Tesco objected on the basis that she was out of time. Ms Kayani argued that a series of circumstances had resulted in the delay.
Tribunal decision
Holding that the “crucial point in time” was between 29 April and 11 May, the tribunal accepted that Ms Kayani was more pre-occupied with giving birth than with lodging a tribunal claim. Four days after the birth on 11 May, she and her husband were evicted from their rental property. As soon as she was permanently settled in late May Ms Kayani had tried to lodge her claims but these were rejected because she did not have an EC number.
The tribunal decided that as a result of these factors, Ms Kayani could not have been expected to submit her unfair dismissal claim (among others), within the statutory three months but that she had presented them within a reasonable time after that.
In relation to her sex discrimination claim, the test was whether it was just and equitable to extend the time for presenting it. The tribunal held that it should extend the time because of the extent of the difficulties she had faced between April and September when she finally, successfully, lodged her claims.
EAT decision
In upholding the appeal, the EAT made clear that the law requires tribunal judges to consider two things. Firstly, whether it was reasonably practicable to present the claim within three months; and secondly if it was not, to consider whether the claim was nonetheless presented within a reasonable period after that. In this case, it was not clear that the judge had understood the distinction between the two limbs of the test and for that reason alone, the decision could not stand.
In addition, although the judge had found as a matter of fact that Ms Kayani had instructed solicitors before 11 May and that she did not have funds to pay the tribunal fee, he failed to address the quality of the legal advice she had received.

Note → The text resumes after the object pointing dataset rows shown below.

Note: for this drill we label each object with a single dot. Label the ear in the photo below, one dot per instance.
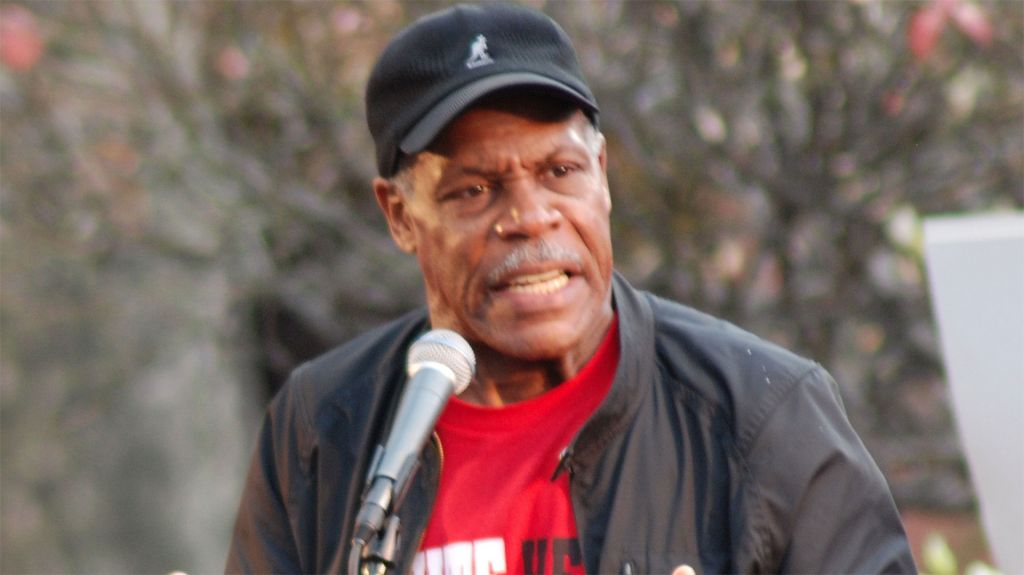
(393, 205)
(602, 160)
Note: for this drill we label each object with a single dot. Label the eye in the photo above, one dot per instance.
(468, 192)
(560, 170)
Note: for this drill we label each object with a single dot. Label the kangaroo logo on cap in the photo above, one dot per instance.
(478, 53)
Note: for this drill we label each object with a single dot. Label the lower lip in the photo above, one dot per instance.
(541, 288)
(541, 296)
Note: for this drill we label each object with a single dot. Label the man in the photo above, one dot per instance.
(606, 430)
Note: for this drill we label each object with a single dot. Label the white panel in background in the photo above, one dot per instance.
(976, 273)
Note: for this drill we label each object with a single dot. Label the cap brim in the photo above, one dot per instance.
(455, 103)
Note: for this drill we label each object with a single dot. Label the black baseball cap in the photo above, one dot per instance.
(437, 67)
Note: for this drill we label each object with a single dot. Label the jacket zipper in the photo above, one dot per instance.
(440, 466)
(563, 461)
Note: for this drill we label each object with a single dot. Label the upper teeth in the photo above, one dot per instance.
(540, 282)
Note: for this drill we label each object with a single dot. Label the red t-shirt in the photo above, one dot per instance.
(498, 510)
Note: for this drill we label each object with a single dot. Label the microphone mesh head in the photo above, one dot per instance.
(449, 349)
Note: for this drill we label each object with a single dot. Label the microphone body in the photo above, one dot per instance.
(440, 363)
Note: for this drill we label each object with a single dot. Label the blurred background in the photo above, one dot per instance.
(186, 215)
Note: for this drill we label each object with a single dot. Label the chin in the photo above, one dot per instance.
(540, 343)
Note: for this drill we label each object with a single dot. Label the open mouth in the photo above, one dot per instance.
(539, 283)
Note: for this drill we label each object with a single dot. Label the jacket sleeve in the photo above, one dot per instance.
(818, 501)
(263, 539)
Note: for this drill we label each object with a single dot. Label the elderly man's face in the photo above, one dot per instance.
(508, 215)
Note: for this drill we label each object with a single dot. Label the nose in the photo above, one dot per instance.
(526, 215)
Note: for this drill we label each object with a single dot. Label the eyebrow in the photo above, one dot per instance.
(547, 160)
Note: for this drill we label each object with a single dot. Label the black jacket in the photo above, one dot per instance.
(713, 448)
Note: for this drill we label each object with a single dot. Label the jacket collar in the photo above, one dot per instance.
(635, 371)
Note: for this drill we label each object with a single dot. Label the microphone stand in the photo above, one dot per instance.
(375, 539)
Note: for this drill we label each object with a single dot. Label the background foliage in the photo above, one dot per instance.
(186, 214)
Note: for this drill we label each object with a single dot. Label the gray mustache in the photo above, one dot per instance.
(536, 253)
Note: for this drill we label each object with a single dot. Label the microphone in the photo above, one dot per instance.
(439, 363)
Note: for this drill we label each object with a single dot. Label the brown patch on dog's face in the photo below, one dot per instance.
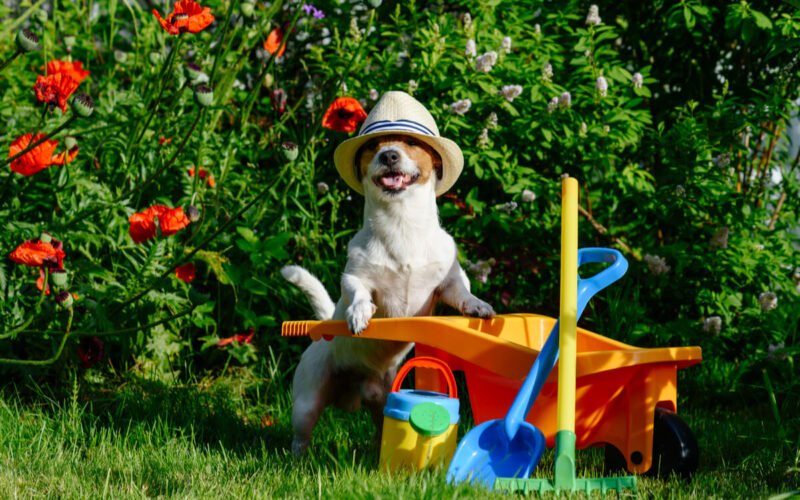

Her solicitor had failed to advise her about the possibility of being awarded a remission of the fee. This failure to grapple with the question of whether the solicitors had been at fault was directly analogous to the situation that had arisen in eBay (UK) Ltd v Buzzeo when the tribunal had focused only on the claimant’s pregnancy and the imminent birth of her son in considering the reasonable practicability test, when the role of the solicitors was an equally important factor.
There was also confusion in the judgment about the two separate periods - that prior to the expiry of the three-month period and thereafter - in the analysis of the evidence.
In approaching the second limb of the test, the tribunal had regarded the requirement to state the early conciliation number on a claim form as “technical” when the authorities made clear that it was an essential requirement. His reasoning as to the “just and equitable” test was flawed for similar reasons to those found in the application of the reasonable practicability test.